The declaration was unsparing in its historical memory. The Council lamented that Bolivia was once again suffering a severe food, social, and humanitarian crisis "caused by radical and intolerant groups that answer to Evo Morales and other political and union actors." It also rejected the country being "held hostage" to chaos and confrontation, noting: "This is not the first time they have tried to break democratic order. They already did it in 2003 and 2005 to reach power; later they promoted confrontation between regions and persecuted those who defended democracy, autonomy, and freedom. In 2019 they carried out a monumental fraud. For years they governed squandering state resources and using fear, persecution, and the abuse of power against those who thought differently."

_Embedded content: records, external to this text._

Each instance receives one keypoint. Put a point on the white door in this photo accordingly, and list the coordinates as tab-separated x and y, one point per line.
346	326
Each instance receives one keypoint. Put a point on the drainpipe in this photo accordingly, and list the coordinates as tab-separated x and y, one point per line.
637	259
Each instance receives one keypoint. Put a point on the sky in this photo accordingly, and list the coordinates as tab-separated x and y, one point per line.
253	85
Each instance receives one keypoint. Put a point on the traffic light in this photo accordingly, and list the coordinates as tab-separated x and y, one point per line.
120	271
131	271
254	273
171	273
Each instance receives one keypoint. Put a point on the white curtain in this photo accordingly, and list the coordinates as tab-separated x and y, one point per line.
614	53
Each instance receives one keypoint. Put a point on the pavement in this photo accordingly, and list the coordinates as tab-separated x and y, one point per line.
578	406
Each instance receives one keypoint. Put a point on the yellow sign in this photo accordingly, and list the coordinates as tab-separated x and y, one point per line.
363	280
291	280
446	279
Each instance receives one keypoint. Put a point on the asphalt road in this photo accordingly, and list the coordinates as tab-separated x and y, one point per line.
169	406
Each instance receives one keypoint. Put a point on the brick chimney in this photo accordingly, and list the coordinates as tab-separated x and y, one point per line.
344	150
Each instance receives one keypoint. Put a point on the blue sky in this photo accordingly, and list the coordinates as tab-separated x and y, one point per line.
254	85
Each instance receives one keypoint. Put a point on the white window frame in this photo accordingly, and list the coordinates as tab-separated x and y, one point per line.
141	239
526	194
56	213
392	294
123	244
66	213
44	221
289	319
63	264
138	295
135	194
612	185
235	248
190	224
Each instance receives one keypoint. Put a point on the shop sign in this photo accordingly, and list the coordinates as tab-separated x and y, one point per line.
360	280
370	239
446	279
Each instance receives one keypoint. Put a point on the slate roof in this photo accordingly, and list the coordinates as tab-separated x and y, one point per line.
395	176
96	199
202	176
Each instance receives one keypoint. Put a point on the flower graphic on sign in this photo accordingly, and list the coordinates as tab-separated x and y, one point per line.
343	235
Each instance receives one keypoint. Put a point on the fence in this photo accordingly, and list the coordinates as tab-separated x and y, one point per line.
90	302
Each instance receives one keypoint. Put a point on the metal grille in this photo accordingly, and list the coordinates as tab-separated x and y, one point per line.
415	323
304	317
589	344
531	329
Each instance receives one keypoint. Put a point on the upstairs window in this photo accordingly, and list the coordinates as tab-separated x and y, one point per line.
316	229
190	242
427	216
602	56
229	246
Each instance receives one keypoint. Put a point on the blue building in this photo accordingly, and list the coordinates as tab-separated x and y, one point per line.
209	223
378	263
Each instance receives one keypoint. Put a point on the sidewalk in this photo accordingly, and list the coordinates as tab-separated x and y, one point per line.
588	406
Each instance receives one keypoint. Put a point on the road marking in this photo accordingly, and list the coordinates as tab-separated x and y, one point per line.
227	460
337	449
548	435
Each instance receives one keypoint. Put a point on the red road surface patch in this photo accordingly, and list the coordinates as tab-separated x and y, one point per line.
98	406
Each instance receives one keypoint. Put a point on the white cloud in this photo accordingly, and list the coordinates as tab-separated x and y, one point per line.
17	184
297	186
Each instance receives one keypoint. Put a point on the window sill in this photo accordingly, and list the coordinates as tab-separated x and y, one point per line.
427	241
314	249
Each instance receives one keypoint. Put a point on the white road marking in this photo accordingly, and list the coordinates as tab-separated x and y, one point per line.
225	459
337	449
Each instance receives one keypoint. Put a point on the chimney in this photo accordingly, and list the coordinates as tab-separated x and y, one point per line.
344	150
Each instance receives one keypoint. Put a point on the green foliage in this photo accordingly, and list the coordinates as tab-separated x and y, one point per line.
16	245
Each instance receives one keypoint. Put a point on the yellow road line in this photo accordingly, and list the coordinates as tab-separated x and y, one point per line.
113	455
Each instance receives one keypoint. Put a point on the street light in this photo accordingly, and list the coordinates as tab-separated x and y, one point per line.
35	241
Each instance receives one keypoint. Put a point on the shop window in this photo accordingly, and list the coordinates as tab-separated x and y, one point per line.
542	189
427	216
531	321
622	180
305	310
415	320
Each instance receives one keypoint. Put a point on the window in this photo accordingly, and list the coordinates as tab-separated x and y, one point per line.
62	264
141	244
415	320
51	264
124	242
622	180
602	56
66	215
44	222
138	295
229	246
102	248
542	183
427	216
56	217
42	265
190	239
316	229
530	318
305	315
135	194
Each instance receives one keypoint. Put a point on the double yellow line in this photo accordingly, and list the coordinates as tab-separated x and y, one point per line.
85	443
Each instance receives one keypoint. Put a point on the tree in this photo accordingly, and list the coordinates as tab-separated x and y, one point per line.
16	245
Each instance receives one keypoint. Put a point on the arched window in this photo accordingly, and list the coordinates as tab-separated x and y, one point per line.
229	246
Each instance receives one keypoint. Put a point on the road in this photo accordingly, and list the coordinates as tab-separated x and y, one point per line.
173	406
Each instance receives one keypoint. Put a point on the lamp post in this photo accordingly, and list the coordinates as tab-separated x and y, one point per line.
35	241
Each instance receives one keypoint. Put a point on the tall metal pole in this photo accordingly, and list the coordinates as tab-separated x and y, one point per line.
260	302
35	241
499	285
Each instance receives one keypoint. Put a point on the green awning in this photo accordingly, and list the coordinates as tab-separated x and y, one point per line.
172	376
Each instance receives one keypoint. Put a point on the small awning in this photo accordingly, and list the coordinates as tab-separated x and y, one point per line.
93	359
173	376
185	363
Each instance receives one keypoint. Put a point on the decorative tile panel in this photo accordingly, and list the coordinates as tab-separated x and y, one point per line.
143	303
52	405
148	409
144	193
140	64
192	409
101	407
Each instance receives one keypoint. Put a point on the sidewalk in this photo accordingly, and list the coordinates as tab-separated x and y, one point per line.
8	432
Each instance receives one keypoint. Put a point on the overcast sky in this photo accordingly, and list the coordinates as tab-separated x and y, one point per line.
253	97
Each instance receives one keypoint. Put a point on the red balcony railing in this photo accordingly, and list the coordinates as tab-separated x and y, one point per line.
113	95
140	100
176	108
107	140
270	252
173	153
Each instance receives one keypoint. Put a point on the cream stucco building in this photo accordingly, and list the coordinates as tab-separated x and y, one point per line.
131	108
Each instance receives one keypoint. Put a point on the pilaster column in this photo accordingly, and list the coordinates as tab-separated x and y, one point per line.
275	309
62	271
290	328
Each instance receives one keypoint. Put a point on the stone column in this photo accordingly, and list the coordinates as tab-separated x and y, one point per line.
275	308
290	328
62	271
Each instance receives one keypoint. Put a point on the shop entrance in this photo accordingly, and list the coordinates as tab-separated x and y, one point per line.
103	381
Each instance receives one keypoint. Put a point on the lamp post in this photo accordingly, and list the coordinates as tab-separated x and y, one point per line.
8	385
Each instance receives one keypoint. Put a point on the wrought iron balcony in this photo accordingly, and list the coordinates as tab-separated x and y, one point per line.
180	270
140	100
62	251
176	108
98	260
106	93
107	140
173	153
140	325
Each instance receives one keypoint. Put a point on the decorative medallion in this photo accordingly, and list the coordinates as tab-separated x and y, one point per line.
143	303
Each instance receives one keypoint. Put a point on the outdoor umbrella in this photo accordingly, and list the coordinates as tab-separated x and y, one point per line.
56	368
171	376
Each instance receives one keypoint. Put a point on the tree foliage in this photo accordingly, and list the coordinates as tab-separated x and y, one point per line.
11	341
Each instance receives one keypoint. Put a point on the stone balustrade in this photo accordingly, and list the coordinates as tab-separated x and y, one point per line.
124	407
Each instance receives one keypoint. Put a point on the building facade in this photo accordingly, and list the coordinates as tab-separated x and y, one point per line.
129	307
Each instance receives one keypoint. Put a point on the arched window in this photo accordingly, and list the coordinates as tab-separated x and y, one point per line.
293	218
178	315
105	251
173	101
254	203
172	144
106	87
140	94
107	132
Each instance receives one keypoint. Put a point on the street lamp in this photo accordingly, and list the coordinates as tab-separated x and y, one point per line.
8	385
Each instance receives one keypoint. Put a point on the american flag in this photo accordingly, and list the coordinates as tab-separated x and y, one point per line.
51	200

The Council made clear that Bolivians want to live in peace and work, and that they would not allow radical interests to continue destroying the country or pitting compatriots against one another: "Social peace and democracy are non-negotiable."
Bolivia Is Polarized — Not Uniform
Bolivia on Thursday was mobilizing on two simultaneous and opposite fronts: in La Paz, the Bolivian Workers' Central (COB), Morales-aligned sectors, and social organizations confirmed new marches and protests against the government, with the call for Paz's resignation as their central demand. Simultaneously, in Santa Cruz, Cochabamba, Chuquisaca, Beni, and other regions, civic committees, citizen platforms, business associations, and productive sectors mobilized in defense of democracy and in rejection of the blockades.
This polarization — genuine, deep, and running along clear geographic and socioeconomic lines — is the reality that international coverage has largely flattened. To describe Bolivia's crisis as a monolithic popular uprising is to hand Morales and his allies a narrative they have not earned. The country is divided. One half is fighting to remove a president through street pressure. The other half is fighting to keep him — and to keep Bolivia's democratic institutions intact.